HGS-Abwehr zu löchrig – TSG gewinnt Derby 31:25 (15:12)

Saarlouis. Die Pfalz ist in diesem Jahr offenkundig kein gutes Pflaster für die HG Saarlouis. Am Samstag verlor die HGS nicht nur das zweite Derby gegen die TSG Haßloch, sondern auch nach 45 Minuten ihren Kapitän Peter Walz durch eine rote Karte. Die HGS-Fans, die ihr Team bis zum Ende lautstark unterstützten, haderten während der gesamten 60 Minuten mit vielen Entscheidungen der beiden Unparteiischen Kijowski/Strüder, die nicht nur die Anwendung der Passiv-Spiel-Regel eigenwillig interpretierten, sondern auch Offensiv-Fouls auf der einen Seite anders interpretierten als auf der anderen Seite. Doch daran lag es nicht allein, dass die Partie am Ende 25:31 (12:15) verloren wurde.

Das Team von Philipp Kessler begann ordentlich, führte nach 3 Minuten 1:3, lag nach 8 Minuten beim 4:6 vorne und war auch nach knapp 11 Minuten beim 5:7 die führende Mannschaft. Die 450 Haßloch-Fans erwachten so richtig, als Borodovskis beim 7:7 (13.) erstmals ausgleichen konnte. Saarlouis verlor nun offnsiv etwas die Linie. Leist scheiterte von der Siebenmeter-Linie an Torwart Daniel Schlingmann und Borodovskis und Kern sorgten für die 9:7-Führung (17.) der Gastgeber. Doch die Saarländer hielten dagegen. Grbavac sorgte für den Anschluss und Tommy Wirtz konnte nach der ersten Auszeit von Philipp Kessler wieder ausgleichen (9:9, 20.). Einen vorentscheidenden Rückschlag fing sich die HG Saarlouis, als sie nach dem 10:10 (22.) einen 4:0-Lauf der Gastgeber (dabei 2 Siebenmetertreffer) kassierte, und die Lücken in der Abwehrarbeit vorne eben nicht mehr ausgleichen konnten. Von Beginn an verloren die HGS-Abwehrspieler den ersten Zweikampf, waren den einen Schritt zur Seite zu spät und mussten so einfache Gegentore kassieren, denn weder Pat Schulz noch Darius Jonczyk konnten die Fehler ihrer Vorderleute an diesem Abend kompensieren. Trotzdem war die 15:12-Pausenführung der TSG Haßloch nicht uneinholbar.
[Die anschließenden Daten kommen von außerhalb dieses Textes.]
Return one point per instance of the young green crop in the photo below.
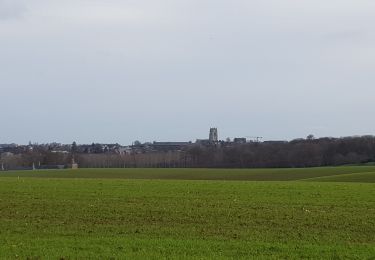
(117, 218)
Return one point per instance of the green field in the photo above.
(188, 213)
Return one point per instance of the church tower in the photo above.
(213, 135)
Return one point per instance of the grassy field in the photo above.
(358, 173)
(184, 213)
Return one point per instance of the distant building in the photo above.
(213, 137)
(239, 140)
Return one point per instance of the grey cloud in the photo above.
(11, 9)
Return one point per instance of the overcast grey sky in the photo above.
(118, 70)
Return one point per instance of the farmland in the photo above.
(188, 213)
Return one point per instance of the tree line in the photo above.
(307, 152)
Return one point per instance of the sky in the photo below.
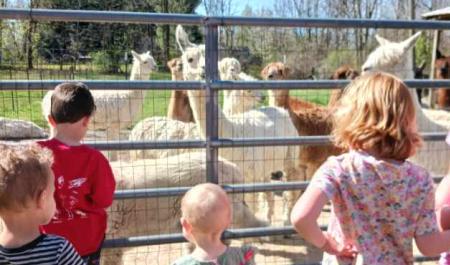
(240, 5)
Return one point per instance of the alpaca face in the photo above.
(391, 57)
(275, 71)
(345, 72)
(229, 69)
(175, 65)
(145, 62)
(193, 57)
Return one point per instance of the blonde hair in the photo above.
(202, 203)
(377, 114)
(25, 171)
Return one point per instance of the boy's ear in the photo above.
(51, 121)
(185, 224)
(40, 201)
(86, 120)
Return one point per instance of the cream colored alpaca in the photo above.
(257, 163)
(117, 109)
(237, 101)
(155, 216)
(19, 129)
(395, 58)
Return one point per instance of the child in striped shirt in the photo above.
(26, 202)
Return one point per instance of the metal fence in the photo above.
(212, 85)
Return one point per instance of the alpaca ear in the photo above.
(381, 40)
(136, 55)
(183, 39)
(221, 66)
(422, 65)
(286, 71)
(411, 41)
(264, 72)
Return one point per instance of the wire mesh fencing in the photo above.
(254, 151)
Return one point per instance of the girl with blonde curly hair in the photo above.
(380, 200)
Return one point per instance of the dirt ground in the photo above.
(271, 250)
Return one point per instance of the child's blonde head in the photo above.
(377, 114)
(206, 207)
(25, 171)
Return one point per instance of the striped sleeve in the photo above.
(68, 255)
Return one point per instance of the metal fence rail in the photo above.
(212, 85)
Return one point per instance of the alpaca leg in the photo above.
(113, 134)
(268, 200)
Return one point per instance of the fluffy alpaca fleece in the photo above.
(280, 97)
(19, 129)
(154, 216)
(257, 163)
(344, 72)
(442, 71)
(308, 118)
(395, 58)
(179, 108)
(116, 109)
(237, 101)
(162, 129)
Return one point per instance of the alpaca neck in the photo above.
(177, 76)
(137, 73)
(279, 99)
(197, 101)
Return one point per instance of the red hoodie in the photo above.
(84, 187)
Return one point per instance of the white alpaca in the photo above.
(19, 129)
(237, 101)
(394, 57)
(257, 163)
(163, 129)
(117, 109)
(154, 216)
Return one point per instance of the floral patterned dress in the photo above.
(378, 205)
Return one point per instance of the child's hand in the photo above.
(444, 217)
(334, 248)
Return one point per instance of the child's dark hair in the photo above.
(71, 102)
(25, 171)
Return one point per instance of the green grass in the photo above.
(26, 105)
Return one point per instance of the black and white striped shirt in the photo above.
(44, 250)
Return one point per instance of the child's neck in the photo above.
(208, 247)
(67, 135)
(18, 230)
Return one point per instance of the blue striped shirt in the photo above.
(44, 250)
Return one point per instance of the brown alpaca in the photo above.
(308, 118)
(179, 108)
(343, 72)
(442, 71)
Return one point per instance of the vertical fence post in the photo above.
(212, 103)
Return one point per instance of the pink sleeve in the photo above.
(326, 177)
(103, 184)
(426, 221)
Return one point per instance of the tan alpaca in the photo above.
(308, 118)
(179, 108)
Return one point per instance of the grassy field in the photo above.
(26, 105)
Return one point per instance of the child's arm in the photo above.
(304, 218)
(103, 184)
(442, 199)
(434, 243)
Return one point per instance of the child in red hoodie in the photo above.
(84, 182)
Aber Haßloch kam gestärkt und mit deutlichem Selbstbewußtsein aus der Kabine. Die Saarländer konnten den Abstand nicht mehr aufholen, im Gegenteil: der Vorsprung der Gastgeber wuchs in den ersten zehn Minuten der 2. Spielhälfte auf 20:14 (40.) an, auch weil Saarlouis in dieser Phase mehrfach am Torgebälk scheiterte, in Unterzahl agieren musste und auch weiter in der Abwehr nie den richtigen Zugriff fand. Die Mannschaft von Philipp Kessler kämpfte – aber mit stumpfen Waffen. So nahm die Partie ihren Lauf und war beim 23:16 (43.) eigentlich entschieden, zumal wenig später Peter Walz nach einem Foul mit Rot vom Feld musste. Und auch, wenn der wieder in den Kasten gewechselte Pat Schulz nun noch einige Paraden beisteuerte, am Gesamtergebnis änderte sich nichts mehr.

Der Sieg, so gratulierte nach der Partie Philipp Kessler seinem Gegenüber Tobias Job, war letztendlich verdient. Er haderte dabei vor allem mit der Defensiv-Leistung seiner Jungs.

Statistik HGS: Schulz (10 Paraden, 1 Siebenmeter), Jonczyk (4 Paraden), Hartz 7, Wirtz 6/1, Leist 3/1, Grbavac 3, Walz 2, Louis 2, Kreis 1, Kurotschkin 1.